Cette rémunération à l'acte résulte également des mentions figurant sur les bulletins de salaire de l'intéressé et des feuilles mensuelles de décompte des prestations réalisées.

La société Dailly Mercier affirme que ce mode de rémunération est valable s'agissant des thanatopracteurs et revendique même qu'il soit dérogé à la réglementation en matière de durée de travail mais elle ne vise et ne produit aucun texte normatif pour en justifier.

Or, ainsi que le fait justement remarquer M. [E], la convention collective nationale des pompes funèbres du 1er mars 1974, au demeurant expressément visée dans le contrat de travail de M. [E], complétée par l'accord collectif du 16 février 2000 relatif à la réduction du temps de travail à 35 heures, prévoient au contraire une rémunération sur la base d'une durée hebdomadaire de travail de 35 heures ainsi qu'une réglementation des astreintes, des heures supplémentaires, du droit au repos et du travail de nuit.

Cet accord collectif modifié par les avenants du 7 juin 2001 et du 13 novembre 2009 offre même la faculté à l'employeur, compte tenu du caractère imprévisible et particulier des activités exercées et des contraintes de santé publique, de mettre en place, selon certaines modalités et sous condition de respecter le droit au repos, une annualisation du temps de travail pour l'ensemble de leurs salariés, y compris les techniciens, après les en avoir informés, avec une rémunération mensuelle moyenne calculée sur la base de 152 h 25 par mois.
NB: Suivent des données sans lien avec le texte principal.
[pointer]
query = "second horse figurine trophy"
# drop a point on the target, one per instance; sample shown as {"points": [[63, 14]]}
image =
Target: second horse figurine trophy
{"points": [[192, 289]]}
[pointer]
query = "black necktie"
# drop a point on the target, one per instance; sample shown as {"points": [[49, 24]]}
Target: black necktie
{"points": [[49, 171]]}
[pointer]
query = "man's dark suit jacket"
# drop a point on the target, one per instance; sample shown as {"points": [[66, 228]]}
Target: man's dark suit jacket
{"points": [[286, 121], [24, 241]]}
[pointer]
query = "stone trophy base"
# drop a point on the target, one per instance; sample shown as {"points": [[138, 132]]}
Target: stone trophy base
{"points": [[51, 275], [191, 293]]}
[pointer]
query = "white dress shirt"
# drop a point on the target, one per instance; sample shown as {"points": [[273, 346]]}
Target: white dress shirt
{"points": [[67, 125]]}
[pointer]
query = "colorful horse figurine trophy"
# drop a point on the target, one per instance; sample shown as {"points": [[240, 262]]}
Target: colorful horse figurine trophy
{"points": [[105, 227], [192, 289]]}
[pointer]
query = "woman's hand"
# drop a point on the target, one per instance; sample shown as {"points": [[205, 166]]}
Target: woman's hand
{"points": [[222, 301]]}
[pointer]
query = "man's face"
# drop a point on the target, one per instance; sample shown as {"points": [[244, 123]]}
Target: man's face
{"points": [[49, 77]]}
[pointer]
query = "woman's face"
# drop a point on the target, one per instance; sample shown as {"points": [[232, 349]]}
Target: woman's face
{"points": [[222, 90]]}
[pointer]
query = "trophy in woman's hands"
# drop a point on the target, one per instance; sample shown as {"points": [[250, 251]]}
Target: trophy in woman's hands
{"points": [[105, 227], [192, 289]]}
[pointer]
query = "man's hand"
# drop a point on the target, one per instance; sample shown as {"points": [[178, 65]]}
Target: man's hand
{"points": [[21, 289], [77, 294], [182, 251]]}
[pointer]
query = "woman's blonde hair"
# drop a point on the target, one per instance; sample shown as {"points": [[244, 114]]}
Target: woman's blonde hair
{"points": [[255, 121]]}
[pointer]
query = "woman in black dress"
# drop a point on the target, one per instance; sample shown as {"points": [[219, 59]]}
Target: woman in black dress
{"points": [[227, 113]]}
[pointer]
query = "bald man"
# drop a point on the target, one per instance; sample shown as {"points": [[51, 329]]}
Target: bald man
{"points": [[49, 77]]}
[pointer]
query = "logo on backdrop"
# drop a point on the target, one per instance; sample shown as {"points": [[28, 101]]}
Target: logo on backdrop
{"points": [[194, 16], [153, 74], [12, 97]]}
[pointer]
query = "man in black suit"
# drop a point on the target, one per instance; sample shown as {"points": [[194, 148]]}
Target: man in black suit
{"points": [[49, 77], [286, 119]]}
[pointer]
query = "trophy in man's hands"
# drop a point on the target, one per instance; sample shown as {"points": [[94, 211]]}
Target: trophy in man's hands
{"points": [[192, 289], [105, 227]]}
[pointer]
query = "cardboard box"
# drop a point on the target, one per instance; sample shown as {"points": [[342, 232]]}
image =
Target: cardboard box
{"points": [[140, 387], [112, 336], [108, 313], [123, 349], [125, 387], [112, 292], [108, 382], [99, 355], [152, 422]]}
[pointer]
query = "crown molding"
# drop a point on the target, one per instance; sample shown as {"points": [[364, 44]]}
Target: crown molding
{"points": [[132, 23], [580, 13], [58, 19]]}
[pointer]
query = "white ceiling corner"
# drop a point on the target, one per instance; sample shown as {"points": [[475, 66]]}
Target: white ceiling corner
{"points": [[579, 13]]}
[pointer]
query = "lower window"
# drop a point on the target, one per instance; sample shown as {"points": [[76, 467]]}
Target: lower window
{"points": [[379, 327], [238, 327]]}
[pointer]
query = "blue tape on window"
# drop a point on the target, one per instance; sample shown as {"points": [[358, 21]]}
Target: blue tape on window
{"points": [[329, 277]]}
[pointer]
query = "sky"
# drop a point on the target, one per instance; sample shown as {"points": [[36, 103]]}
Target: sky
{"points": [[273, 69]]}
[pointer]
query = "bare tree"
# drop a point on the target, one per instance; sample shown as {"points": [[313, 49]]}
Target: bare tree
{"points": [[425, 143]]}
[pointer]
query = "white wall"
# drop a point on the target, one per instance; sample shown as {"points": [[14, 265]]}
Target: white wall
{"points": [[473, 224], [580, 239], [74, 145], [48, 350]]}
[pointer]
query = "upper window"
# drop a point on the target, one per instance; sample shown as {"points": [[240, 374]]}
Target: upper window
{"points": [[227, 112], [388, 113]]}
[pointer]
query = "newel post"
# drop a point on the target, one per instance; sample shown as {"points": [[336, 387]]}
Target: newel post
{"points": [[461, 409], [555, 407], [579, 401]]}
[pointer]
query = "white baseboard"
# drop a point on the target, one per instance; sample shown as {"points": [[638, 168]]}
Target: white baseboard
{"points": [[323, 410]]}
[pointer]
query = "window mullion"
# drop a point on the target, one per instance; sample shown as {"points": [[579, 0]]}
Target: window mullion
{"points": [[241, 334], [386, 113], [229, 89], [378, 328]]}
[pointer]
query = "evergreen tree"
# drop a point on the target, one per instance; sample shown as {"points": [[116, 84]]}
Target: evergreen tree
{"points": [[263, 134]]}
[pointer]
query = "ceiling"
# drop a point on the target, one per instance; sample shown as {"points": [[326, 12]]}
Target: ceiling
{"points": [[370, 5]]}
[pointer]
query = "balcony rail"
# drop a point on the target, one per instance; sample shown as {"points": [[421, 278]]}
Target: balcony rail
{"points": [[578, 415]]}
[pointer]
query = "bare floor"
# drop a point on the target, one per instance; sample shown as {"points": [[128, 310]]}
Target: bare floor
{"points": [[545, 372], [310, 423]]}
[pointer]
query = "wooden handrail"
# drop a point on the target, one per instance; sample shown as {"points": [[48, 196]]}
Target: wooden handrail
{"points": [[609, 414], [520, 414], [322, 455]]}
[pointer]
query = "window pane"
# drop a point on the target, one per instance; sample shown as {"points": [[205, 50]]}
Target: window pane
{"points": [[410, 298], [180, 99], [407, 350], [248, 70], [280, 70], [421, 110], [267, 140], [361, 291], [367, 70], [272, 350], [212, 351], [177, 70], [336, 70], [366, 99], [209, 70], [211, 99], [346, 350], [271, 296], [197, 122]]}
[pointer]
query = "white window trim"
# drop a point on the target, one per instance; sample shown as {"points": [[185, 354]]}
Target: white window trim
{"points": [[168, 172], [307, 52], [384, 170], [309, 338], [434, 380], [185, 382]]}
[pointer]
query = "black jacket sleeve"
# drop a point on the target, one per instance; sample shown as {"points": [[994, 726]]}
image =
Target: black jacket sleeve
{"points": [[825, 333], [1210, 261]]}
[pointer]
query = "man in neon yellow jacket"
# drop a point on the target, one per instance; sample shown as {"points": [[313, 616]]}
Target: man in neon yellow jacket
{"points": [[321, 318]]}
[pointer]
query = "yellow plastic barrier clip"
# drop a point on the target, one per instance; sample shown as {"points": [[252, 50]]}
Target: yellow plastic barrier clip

S'agissant des seules dispositions conventionnelles permettant de déroger à celles imposées par le code du travail, l'employeur est tenu de les respecter, de sorte qu'est sans incidence le fait que le salarié ait par la signature de son contrat de travail donné son accord à une rémunération à la prestation.

Ainsi, même si en l'espèce, le tarif de chaque prestation apparaît avoir été fixé en fonction du nombre d'heures théoriquement nécessaires pour sa réalisation, en rémunérant M. [E] à l'acte, sans procéder au décompte des heures effectivement travaillées, et sans les faire figurer, ainsi que les éventuelles majorations et astreintes, sur les bulletins de salaire, la société Dailly Mercier a interdit à M. [E] d'avoir une connaissance précise de son temps de travail réellement rémunéré et de faire valoir son droit à d'éventuelles heures supplémentaires.

Elle n'a pas permis non plus de s'assurer pendant la relation de travail du respect des dispositions légales et conventionnelles applicables en matière de durée du travail, concernant notamment la durée hebdomadaire et quotidienne maximale de travail, ni celle relative au salaire conventionnel garanti pour une base horaire de 152 h 25 par mois.

M. [E] justifie avoir réclamé en vain la mise en conformité de son contrat de travail aux dispositions susvisées dès son courrier du 28 mars 2018, réitérée à l'issue de sa formation par courrier du 7 juin 2019.

Ainsi, la persistance, malgré ces réclamations réitérées, à ne pas respecter les dispositions susvisées en matière de durée de travail, constitue un manquement grave de la société Dailly Mercier à ses obligations légales et conventionnelles qui rendait impossible la poursuite de la relation de travail et justifie que soit prononcée la résiliation judiciaire du contrat de travail de M. [E] aux torts de son employeur, sans qu'il soit nécessaire d'examiner les autres motifs allégués.

La résiliation judiciaire prend en principe effet au jour de son prononcé sauf si la relation de travail a été antérieurement interrompue.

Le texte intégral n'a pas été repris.